En Europe, les Alpes jouent un rôle essentiel pour l'approvisionnement en eau. Des fleuves importants comme le Rhin, le Rhône et le Pô ainsi que de nombreux grands affluents du Danube y prennent leur source. L'approvisionnement en eau de larges parties de l'Europe serait impensable sans ces gigantesques cours d'eau. Environ cinq millions de personnes sont ravitaillées en eau potable puisée dans le lac de Constance, lui-même alimenté par le Rhin.
Mais, même dans les Alpes, des phénomènes de concentration comme le tourisme, l'agriculture intensive et l'urbanisation entraînent une surexploitation et une pollution des ressources locales. L'agriculture, l'industrie et le trafic polluent toujours plus les cours d'eau, ce qui porte atteinte aux sols qui constituent de loin la plus importante réserve d'eau. Les eaux souterraines et l'eau de source fournissent 80% de l'eau potable en Suisse et même 99% en Autriche.
Les inondations, les avalanches et les glissements de terrain survenus récemment nous ont à nouveau montré que la nature dans les Alpes a atteint les limites de ce qu'elle peut supporter.
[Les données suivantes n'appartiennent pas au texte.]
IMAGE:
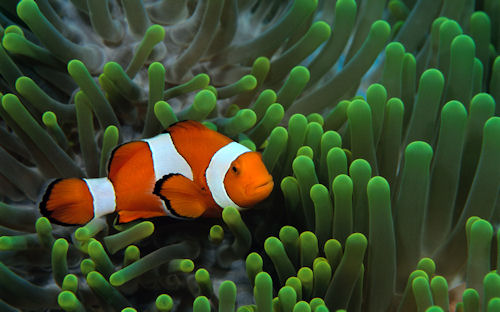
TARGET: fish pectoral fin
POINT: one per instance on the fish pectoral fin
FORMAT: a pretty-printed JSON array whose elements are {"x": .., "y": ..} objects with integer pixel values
[{"x": 181, "y": 196}]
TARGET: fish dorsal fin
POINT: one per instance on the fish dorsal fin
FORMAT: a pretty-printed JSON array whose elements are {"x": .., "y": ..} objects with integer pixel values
[
  {"x": 124, "y": 153},
  {"x": 187, "y": 125},
  {"x": 197, "y": 144},
  {"x": 182, "y": 196}
]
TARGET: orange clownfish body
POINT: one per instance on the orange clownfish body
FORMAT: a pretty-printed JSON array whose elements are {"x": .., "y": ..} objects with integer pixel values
[{"x": 189, "y": 171}]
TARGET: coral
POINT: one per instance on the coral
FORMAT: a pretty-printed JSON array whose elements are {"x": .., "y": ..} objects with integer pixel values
[{"x": 377, "y": 120}]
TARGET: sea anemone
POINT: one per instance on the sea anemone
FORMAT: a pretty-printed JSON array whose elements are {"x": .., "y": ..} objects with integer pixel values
[{"x": 377, "y": 121}]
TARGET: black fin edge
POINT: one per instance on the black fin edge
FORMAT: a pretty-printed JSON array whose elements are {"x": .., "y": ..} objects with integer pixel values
[
  {"x": 157, "y": 192},
  {"x": 43, "y": 205}
]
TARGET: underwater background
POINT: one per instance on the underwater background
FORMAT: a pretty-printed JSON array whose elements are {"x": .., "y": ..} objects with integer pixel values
[{"x": 376, "y": 118}]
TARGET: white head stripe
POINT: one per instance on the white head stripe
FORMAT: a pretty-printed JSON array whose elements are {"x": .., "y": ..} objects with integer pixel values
[
  {"x": 103, "y": 194},
  {"x": 217, "y": 169},
  {"x": 166, "y": 159}
]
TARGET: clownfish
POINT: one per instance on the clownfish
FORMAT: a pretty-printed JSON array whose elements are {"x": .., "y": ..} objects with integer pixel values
[{"x": 188, "y": 171}]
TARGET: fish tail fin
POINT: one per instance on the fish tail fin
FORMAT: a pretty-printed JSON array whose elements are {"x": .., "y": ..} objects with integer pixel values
[{"x": 68, "y": 202}]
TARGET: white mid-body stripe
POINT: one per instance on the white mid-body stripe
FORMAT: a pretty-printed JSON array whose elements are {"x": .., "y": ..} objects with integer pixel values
[
  {"x": 217, "y": 169},
  {"x": 103, "y": 195},
  {"x": 166, "y": 158}
]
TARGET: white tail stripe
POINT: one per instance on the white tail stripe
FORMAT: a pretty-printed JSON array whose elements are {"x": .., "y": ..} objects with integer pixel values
[
  {"x": 217, "y": 169},
  {"x": 103, "y": 194},
  {"x": 166, "y": 158}
]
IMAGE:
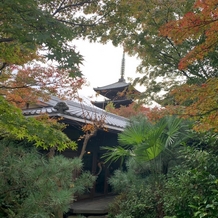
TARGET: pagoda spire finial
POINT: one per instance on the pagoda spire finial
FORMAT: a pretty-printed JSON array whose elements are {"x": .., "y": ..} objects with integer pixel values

Pour protéger les Alpes et assurer un développement dans le respect de l'environnement, il faut aujourd'hui une coopération transfrontalière telle que la prévoit la Convention alpine.

Au cours du 20e siècle, la consommation d'eau a augmenté deux fois plus que la population mondiale. Elle a même quadruplé durant les 50 dernières années. 70% de l'eau douce est consommée par l'agriculture intensive, 20% par l'industrie et 10% pour un usage privé (répartition en Europe : agriculture 26%, industrie 53% et ménages 19%). L'explosion démographique et le gaspillage de l'eau ont fait fondre les réserves d'eau propre de manière dramatique. Au contraire du mazout, du gaz ou de l'uranium, l'eau et l'air sont les seules ressources irremplaçables.
Selon des estimations de l'ONU, la population mondiale sera d'environ neuf milliards en 2050. Elle se sera ainsi quasiment multipliée par six en l'espace de 150 ans.
L'Organisation mondiale de la santé (OMS) constate que presque la moitié de la population mondiale souffre déjà d'un manque d'eau et que dans les 25 prochaines années la pénurie d'eau constituera la plus importante menace pour la production d'aliments. L'eau pourrait bientôt devenir plus précieuse que l'or.
Aujourd'hui déjà, un habitant de la planète sur cinq (soit 1,2 à 1,5 milliard de personnes) n'a pas d'accès direct à l'eau potable et un homme sur trois (soit environ 2 milliards d'individus) ne connaît pas d'équipements sanitaires et de systèmes d'épuration des eaux usées.
Selon des rapports de l'Organisation mondiale de la santé (OMS), les causes de 80% de toutes les maladies touchant le Tiers Monde résident dans la pollution de l'eau et la mauvaise élimination des eaux usées. La pollution et la contamination de l'eau tuent chaque année dix fois plus de personnes que les guerres, c'est-à-dire plus de cinq millions de personnes, dont deux millions d'enfants (environ 6'000 enfants par jour).
Environ la moitié de l'humanité vit dans des pays qui doivent partager des cours d'eau et des lacs avec leurs voisins. Plus de 200 fleuves importants traversent deux ou plusieurs Etats. Il est rare que l'attribution et la répartition de cours d'eau internationaux soient précisément réglementées. De graves conflits pourraient notamment se déclarer dans les bassins versants du Nil, du Jourdain, de l'Euphrate et du Tigre (Turquie, Israël, Palestine, Jordanie, Egypte, Soudan, Ethiopie, Syrie, Irak).
Un seul passage aux toilettes dans les pays industrialisés consomme autant d'eau que n'en dispose - si tant est que ce soit le cas - un habitant d'un pays en développement pour boire, se laver et cuisiner pendant toute une journée.

"Dans le désert aussi, il y a des fleuves. D'anciens fleuves. Leurs traces sont profondément enfouies dans son corps, comme les rides de chagrin et de sagesse sur le visage des vieux."